The distribute_to_lambda function is our replacement for the map in my_map (and you should already replace it with this). It calls the functions to invoke another lambda on each data separately, but in parallel (using threading). The run_lambda function will (later) invoke a new lambda and execute the map_function on it. As this function should not see the streaming and encoded data, we wrap it with the function_in_lambda.

You can already go and test this setup (either locally or remotely, as you like). You will notice (especially of you run it locally), that the execution time is already larger than before. This comes solely from the streaming and packing of data - although we are not streaming over network yet.

Short amendment

Before going on, I have noticed that we make our life a lot easier, if we move the call to the feature_calculation_on_chunks into the function_in_lambda instead of defining the map_function as partial function (because it is not pickle-able anymore). So we throw away the

map_function = partial(feature_calculation_on_chunks, f=f)

in the my_map function and just rename the argument f to map_function. In the function_in_lambda, we replace the map_function call by

# was result = map_function(data)
result = feature_calculation_on_chunks(data, map_function)

As these were quite some changes in total, I have added another git tag called part-four-middle, where you can see the status of the code so far.

Let’s invoke ourselves!

It’s time we fill in our last missing part! To make this part configurable, we add another option to run_lambda (as well as to distribute_to_lambda and to my_map, to make it configurable in calculate_result) called invoke_lambda. With this new parameter, our run_lambda body looks something like this:

from zappa.async import get_func_task_path, import_and_get_task

from aws_utils import send_to_other_lambda

def run_lambda(data, map_function, compression, invoke_lambda):
    encoded_data = encode_payload(data, compression)
    map_function = get_func_task_path(map_function)
    if not invoke_lambda:
        encoded_result = function_in_lambda(encoded_data, map_function, compression)
    else:
        encoded_result = send_to_other_lambda(function_in_lambda, encoded_data, map_function, compression)
    return decode_payload(encoded_result, compression)

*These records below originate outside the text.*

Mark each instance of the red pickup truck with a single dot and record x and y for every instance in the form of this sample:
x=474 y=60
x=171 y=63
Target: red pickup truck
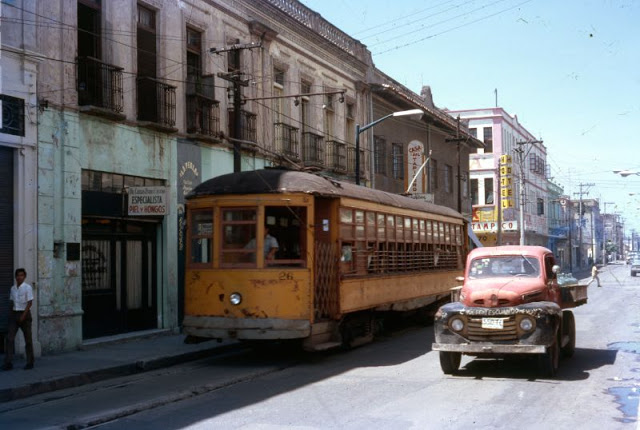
x=510 y=303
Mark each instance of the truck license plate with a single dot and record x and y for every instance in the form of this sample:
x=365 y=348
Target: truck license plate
x=493 y=323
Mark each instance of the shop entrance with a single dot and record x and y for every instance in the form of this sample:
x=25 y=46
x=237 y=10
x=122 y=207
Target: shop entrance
x=119 y=271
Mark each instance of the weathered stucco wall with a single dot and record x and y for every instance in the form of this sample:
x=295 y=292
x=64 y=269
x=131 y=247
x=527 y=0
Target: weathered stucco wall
x=70 y=142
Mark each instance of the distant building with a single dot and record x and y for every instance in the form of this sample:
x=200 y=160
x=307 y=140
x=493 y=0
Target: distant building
x=496 y=173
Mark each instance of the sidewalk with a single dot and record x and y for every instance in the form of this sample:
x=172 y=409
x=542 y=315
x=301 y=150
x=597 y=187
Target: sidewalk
x=113 y=357
x=104 y=359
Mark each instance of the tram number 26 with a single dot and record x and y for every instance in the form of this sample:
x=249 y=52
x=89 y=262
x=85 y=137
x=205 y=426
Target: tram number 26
x=285 y=276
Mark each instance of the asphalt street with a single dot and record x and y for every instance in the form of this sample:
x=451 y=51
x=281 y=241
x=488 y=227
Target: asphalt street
x=393 y=383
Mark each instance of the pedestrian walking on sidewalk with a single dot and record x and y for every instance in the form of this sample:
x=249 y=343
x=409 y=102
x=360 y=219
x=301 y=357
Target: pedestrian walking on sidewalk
x=594 y=275
x=21 y=297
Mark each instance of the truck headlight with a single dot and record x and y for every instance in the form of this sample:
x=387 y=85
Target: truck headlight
x=526 y=324
x=456 y=324
x=235 y=298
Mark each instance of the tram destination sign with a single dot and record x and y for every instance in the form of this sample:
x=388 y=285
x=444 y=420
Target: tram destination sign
x=147 y=201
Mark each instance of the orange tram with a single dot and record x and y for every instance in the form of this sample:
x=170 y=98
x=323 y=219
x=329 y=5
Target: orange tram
x=346 y=255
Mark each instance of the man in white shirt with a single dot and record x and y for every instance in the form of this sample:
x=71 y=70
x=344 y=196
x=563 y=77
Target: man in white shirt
x=270 y=245
x=21 y=297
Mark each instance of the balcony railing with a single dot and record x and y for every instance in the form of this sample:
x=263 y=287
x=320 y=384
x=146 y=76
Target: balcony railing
x=286 y=140
x=203 y=111
x=312 y=149
x=337 y=156
x=203 y=116
x=99 y=84
x=156 y=102
x=247 y=125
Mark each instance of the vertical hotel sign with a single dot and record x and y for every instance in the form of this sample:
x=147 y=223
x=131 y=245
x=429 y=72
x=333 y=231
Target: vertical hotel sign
x=506 y=183
x=415 y=159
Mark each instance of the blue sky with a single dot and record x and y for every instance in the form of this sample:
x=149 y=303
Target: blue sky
x=569 y=69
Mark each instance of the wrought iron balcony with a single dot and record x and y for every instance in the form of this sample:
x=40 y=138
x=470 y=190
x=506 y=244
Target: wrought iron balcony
x=286 y=140
x=351 y=160
x=247 y=125
x=99 y=85
x=312 y=149
x=157 y=103
x=337 y=156
x=203 y=111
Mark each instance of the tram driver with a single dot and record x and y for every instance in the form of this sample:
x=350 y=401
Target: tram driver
x=270 y=245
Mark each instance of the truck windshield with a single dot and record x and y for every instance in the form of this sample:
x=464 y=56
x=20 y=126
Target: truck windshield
x=504 y=266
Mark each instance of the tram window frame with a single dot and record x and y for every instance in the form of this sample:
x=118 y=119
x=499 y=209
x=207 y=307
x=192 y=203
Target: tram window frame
x=246 y=257
x=193 y=237
x=289 y=228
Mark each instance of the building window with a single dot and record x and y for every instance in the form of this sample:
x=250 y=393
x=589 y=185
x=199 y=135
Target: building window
x=433 y=175
x=350 y=124
x=540 y=206
x=12 y=115
x=380 y=149
x=278 y=93
x=448 y=178
x=474 y=192
x=488 y=191
x=398 y=161
x=488 y=140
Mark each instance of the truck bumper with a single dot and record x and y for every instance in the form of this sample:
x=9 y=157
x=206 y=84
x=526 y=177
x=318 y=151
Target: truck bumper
x=476 y=338
x=480 y=348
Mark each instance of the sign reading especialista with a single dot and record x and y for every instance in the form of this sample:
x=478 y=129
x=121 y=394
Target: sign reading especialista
x=147 y=201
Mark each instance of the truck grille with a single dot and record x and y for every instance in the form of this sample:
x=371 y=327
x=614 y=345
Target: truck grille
x=477 y=333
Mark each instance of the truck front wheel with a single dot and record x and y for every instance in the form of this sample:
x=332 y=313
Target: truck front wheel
x=450 y=361
x=569 y=330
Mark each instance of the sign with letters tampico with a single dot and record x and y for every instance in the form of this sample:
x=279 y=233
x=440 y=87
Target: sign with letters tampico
x=506 y=182
x=147 y=201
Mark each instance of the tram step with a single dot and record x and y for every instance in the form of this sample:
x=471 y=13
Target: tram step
x=325 y=346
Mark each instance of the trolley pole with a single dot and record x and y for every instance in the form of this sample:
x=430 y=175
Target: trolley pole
x=521 y=159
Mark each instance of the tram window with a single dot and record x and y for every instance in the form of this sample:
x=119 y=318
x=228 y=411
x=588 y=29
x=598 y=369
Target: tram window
x=238 y=231
x=201 y=228
x=288 y=227
x=381 y=227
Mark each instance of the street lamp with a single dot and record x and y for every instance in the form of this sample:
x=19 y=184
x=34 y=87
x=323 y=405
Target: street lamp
x=604 y=233
x=413 y=112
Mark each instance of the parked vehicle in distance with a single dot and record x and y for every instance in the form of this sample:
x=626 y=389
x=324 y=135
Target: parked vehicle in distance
x=635 y=266
x=512 y=302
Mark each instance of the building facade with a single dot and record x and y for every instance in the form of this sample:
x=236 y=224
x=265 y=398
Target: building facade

We still have to define the send_to_other_lambda function in aws_utils, but what else has happened?

To explain this, I have to tell you a bit in forehand, on how we will call the lambda function. We will use the zappa framework for this. We will make an Amazon Lambda API call to the same lambda function we are running in the moment, which will again call the zappa handler, that we are already using to answer out HTTP API calls (remember?). However, this time we are telling zappa not to execute our normal flask entry point as usual, but to call a special function for us, namely the function_in_lambda. For this, we will have to give the arguments to this function also, which means we have to convert them to JSON before (Amazon communicates via JSON between Lambdas). But the map_function is a function object - we can not easily convert it to JSON. Or? Well we can convert it to a string quite easily, because a normal python function can be described by its full name (with module etc.). And this is exactly what the get_func_task_path from the zappa package is doing.

The counterpart in function_in_lambda is the import_and_get_task function, which turns a name back into a function, which we add at the beginning

map_function = import_and_get_task(map_function)

But still we have no Lambda caller! Ok, I will just dump the new code for aws_utils.py first and we discuss it afterwards:

from zappa.async import get_func_task_path, LambdaAsyncResponse, AsyncException

def send_to_other_lambda(function_in_lambda, *args, **kwargs):
    """
    Call the function_in_lambda in another lambda instead of the running one
    and return the result.
    :param function_in_lambda: The function to call.
    :param args: The arguments to this function.
    :param kwargs: The lwargs to this function.
    :return: The result of this call.
    """
    lambda_function_name = os.environ.get('AWS_LAMBDA_FUNCTION_NAME')
    aws_region = os.environ.get('AWS_REGION')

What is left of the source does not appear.